Windsor Park setback 'until end of 2016'
A rebuilt Kop stand at Windsor Park may not be ready for 18 months, a construction industry expert has told the Belfast Telegraph.
While understandably there is much focus on whether Northern Ireland will play Romania at Windsor in a Euro 2016 qualifier on June 13, with Ulster Rugby telling the IFA they need to know by Monday if the Kingspan stadium is required for that match, there is growing concern for the long term impact of the structural damage in the Kop stand.
A preliminary structural report from engineers has advised that the stand should be demolished.
That begs the question how long it will take to replace it, setting back the Windsor redevelopment due to have been completed later this year.

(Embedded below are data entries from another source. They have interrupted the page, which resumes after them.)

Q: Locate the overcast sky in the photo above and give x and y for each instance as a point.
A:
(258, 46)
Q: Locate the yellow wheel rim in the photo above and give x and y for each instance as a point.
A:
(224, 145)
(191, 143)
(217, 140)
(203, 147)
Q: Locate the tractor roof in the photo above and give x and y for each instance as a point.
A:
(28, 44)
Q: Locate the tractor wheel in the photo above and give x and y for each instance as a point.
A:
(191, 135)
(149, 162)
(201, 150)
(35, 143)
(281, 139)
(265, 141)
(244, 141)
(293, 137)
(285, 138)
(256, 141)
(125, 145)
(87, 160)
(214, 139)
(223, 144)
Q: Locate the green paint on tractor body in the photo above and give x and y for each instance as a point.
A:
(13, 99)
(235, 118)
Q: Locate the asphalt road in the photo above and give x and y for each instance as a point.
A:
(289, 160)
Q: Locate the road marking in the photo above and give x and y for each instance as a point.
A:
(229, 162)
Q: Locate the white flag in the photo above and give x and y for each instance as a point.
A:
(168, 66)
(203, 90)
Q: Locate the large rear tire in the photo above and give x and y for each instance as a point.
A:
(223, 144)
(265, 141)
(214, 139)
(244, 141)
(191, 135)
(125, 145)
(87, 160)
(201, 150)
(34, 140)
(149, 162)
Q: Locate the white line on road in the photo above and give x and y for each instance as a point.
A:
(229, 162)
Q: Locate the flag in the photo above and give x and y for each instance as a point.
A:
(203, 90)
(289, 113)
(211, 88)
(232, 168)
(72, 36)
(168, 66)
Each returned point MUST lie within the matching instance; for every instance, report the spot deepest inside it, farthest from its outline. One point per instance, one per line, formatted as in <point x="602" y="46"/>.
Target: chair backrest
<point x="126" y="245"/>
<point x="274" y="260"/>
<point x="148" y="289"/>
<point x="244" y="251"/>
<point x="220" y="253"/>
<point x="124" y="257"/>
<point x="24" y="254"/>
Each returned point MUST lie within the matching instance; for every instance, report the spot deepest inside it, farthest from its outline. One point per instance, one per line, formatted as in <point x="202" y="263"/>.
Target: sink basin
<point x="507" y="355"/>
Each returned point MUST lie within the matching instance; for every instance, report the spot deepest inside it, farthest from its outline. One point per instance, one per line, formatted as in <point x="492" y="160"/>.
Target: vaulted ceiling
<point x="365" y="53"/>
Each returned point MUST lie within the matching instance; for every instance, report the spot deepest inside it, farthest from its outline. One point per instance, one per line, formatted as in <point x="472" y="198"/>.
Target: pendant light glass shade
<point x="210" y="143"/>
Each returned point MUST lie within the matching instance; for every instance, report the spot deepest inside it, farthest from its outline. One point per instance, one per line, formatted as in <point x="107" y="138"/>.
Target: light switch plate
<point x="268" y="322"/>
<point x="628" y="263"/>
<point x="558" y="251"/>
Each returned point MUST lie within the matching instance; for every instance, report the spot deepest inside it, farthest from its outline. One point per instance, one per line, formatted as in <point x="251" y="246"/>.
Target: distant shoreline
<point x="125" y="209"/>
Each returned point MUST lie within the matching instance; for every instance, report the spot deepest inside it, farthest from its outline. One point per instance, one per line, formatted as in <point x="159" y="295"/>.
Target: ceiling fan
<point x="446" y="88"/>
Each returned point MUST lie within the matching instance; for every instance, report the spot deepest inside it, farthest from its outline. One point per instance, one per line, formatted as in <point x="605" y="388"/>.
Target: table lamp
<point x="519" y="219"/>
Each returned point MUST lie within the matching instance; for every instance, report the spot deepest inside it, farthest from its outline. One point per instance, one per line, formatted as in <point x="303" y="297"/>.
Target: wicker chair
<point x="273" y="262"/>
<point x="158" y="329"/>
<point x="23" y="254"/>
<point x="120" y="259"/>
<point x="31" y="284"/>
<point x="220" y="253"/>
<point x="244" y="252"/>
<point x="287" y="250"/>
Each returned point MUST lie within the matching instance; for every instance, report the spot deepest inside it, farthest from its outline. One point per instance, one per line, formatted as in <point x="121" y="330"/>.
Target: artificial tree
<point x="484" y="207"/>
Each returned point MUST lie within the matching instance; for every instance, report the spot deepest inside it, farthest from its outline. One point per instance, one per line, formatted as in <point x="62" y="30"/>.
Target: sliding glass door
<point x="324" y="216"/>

Northern Ireland supporters take great pride in creating a fantastic atmosphere from the Kop, as was the case last month when they roared the team on to a vital 2-1 victory over Finland in Group F, with Kyle Lafferty scoring both Northern Ireland’s goals at the Kop end.
Two days later the damage in the Kop stand became apparent.
Kevin McShane, chairman of the Construction Industry Group of Northern Ireland (CIG NI), believes that a replacement stand may not be finished until the final months of next year.
Asked when he felt it would be ready, Mr McShane said: “I would say 18 months from now. I would say that would be realistic.”
On the process of what will happen next, should, as expected, the Kop Stand come down, and when it will end, Mr McShane added: "You are going to have the wranglings over the ground investigations as to what is happening.
"You are going to want to make sure that the ground has stopped moving before you build anything else on it, which means spending time doing investigatory works.
"You are then going to have to come up with a new design as to what you are going to build, you are going to get a price for that new design, you are going to appoint a contractor and then they will have to pre-order the tools which will take months and then you have the construction period. It could be close to the end of 2016."
CIG NI, which Mr McShane represents, is the collective voice of organisations representing those working within the wider Northern Ireland Construction Industry.
He says a complex period for all parties concerned with the Kop Stand at Windsor Park awaits.
"It depends on (a) what are you building, and (b) who is going to build it and how long it is going to take to procure somebody because being the competitive world we are in they aren't just going to go to one person and say give me a price for a new stand.
"That will take months.
"Another key question is how do you take it down.
"You can't really go in with a wrecking ball because bits of stuff could go everywhere, so it has to be taken down in a controlled manner.
"Part of the difficulty is that some of the steel members have become distorted so you are going to have to take the roof off and individually take every member down piece by piece."
The IFA, of course, had hoped to have the modernised 18,000 all seater Windsor Park, with new South and Railway Stands, finished by October this year. The problems with the Kop have changed everything.
While the IFA have confirmed they have received one preliminary report, it is understood they could end up with four independent structural reports in total.
Asked who he thought would end up paying for the new Kop Stand, which will cost between £8million and £10million, Mr McShane said: "That's the million dollar question and whoever can answer that will be a very important person."
As for playing the Romania game at Windsor, with temporary seats in place, which is what the IFA want, the construction expert said: "You obviously have 6,000 seats in the existing North Stand. You could put together 4,000 temporary seats pretty quickly in the new stand (Railway) under construction and put temporary works in to make it safe.
"You could get to a situation where you could get 10,000 seats in the stadium for the June match with Romania, but that would all be on a temporary basis."
While there has been no formal approach from the IFA to Ulster Rugby for the use of the Kingspan Stadium on June 13, private talks have taken place and Ulster Rugby have told the IFA they need to know by Monday if their home venue will be required, given how long it will take them to prepare for such a game.
Also on Monday, IFA President Jim Shaw, Chief Executive Patrick Nelson and Leslie Caul, chairman of the IFA board, will brief DCAL about the situation. Ahead of that, Northern Ireland boss Michael O'Neill met the IFA yesterday to discuss the latest developments.